Isaac Levinsky, AS ’06, said he’s found the same benefits in his work at Delaware Psychiatric Center, an inpatient psychiatric hospital, where many of the patients with whom he interacts are elderly. At the time he began the practicum, he said, he was unsure whether to remain in the field of psychology, but he now is considering graduate school and a career in counseling.

“I was wary at first, because you hear negative stories about state hospitals, but once you get down to it, you’re just talking to people,” Levinsky, who assists patients with various activities and attends team treatment meetings with staff professionals, said. “This program is very cool because you get to see some aspects of what being a psychologist means. It’s helping me answer the question: ‘What does a psychologist do all day?’”

Junior Isaac Levinsky: “This program is very cool because you get to see some aspects of what being a psychologist means.
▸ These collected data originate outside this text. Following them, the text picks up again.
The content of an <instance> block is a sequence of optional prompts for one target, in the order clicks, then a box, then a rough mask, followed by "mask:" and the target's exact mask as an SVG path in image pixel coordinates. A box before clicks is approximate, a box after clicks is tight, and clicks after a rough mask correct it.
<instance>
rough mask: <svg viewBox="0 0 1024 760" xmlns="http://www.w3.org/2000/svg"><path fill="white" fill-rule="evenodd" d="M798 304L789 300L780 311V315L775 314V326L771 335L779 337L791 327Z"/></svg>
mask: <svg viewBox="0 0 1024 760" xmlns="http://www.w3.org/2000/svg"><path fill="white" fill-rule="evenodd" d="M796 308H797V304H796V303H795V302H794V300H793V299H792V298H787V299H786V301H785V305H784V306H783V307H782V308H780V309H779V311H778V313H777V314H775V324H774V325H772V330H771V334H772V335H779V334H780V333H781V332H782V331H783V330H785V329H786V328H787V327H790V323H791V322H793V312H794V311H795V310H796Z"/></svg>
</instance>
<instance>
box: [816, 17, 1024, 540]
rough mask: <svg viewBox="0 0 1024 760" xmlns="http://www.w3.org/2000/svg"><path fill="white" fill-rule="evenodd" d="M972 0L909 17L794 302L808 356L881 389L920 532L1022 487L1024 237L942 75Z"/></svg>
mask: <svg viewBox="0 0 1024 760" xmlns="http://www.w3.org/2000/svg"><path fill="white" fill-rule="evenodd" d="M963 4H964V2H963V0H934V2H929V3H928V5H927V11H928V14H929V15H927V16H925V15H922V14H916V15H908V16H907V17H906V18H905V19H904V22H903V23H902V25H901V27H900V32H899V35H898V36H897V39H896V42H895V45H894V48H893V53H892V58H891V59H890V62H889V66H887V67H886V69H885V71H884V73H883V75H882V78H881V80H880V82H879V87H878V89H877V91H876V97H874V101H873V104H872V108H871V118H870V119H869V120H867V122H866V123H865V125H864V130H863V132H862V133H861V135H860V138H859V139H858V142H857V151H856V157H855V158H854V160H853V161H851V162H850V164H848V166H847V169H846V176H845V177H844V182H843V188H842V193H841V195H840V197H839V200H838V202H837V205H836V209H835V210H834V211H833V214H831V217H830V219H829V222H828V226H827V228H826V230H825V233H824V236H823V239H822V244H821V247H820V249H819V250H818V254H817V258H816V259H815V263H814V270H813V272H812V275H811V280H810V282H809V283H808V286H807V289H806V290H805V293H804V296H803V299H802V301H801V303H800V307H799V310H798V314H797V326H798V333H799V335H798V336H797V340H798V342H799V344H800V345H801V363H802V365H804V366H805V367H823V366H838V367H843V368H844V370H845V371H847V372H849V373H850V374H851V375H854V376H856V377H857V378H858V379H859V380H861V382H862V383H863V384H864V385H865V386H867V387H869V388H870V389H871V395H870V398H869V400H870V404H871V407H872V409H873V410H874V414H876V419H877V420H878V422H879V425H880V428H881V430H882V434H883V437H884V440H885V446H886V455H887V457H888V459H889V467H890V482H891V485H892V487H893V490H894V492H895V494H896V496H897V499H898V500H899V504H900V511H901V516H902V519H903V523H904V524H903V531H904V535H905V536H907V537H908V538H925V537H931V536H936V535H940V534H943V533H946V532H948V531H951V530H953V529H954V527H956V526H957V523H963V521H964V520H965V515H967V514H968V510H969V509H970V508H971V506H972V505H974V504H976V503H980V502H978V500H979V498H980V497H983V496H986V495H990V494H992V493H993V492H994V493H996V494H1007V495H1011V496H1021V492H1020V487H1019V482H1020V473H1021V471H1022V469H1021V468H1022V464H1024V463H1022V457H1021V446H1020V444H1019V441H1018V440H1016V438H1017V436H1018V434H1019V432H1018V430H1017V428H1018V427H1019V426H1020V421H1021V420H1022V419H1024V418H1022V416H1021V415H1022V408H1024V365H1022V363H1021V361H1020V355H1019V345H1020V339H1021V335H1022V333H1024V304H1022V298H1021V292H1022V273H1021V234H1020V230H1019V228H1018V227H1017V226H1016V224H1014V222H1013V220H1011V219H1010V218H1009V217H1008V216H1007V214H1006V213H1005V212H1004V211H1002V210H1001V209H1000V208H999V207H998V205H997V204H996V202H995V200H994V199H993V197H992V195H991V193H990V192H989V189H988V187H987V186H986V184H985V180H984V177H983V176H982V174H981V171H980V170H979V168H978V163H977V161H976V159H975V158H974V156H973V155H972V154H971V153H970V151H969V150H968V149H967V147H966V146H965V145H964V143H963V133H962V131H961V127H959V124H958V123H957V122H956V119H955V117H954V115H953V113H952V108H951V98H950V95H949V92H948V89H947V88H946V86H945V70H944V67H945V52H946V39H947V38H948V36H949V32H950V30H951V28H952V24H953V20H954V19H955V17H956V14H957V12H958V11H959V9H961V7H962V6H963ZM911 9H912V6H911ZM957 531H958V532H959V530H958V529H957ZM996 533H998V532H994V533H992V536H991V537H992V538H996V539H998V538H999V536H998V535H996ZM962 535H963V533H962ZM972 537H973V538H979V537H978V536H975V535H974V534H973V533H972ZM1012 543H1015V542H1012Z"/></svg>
It’s helping me answer the question: ‘What does a psychologist do all day?’”
Agency professionals who work with the interns described themselves and their staff members as pleased with the program.

“When I set this up, I focused on having it be very much of a learning and growing experience for the student and a building block for her career,” psychologist Anne-Marie Marquis, who has supervised Wiegner at the New Castle County Detention Center, said. “Sarah is working with what could be a difficult group, but she seems comfortable and confident. She’s doing very well.”

At the Delaware Psychiatric Center, psychologist Richard Sadowski said each UD intern is paired with a professional staff member and participates in that individual’s daily responsibilities. The program has been successful for the students and the institution, he said.

“Most of the students told me they were primarily interested in seeing how what they learned in the classroom was applied in real life, and that’s the kind of experience we try to offer them,” Sadowski said. “Most of our staff has been very receptive to working with the students, because we feel we have a professional obligation to help provide education and training in the field.”

Hoefling agreed that agencies have been cooperative and enthusiastic and said the program’s goal is to be a quadruple-win situation, in which students benefit with practical experience, agencies benefit by having some extra help from energetic volunteers, clients benefit from the additional attention they receive and the University benefits by developing relationships with the broader community.

“This is true service learning,” Hoefling said. “Everything we do has a priority of not only educating our students but also providing a real community service.”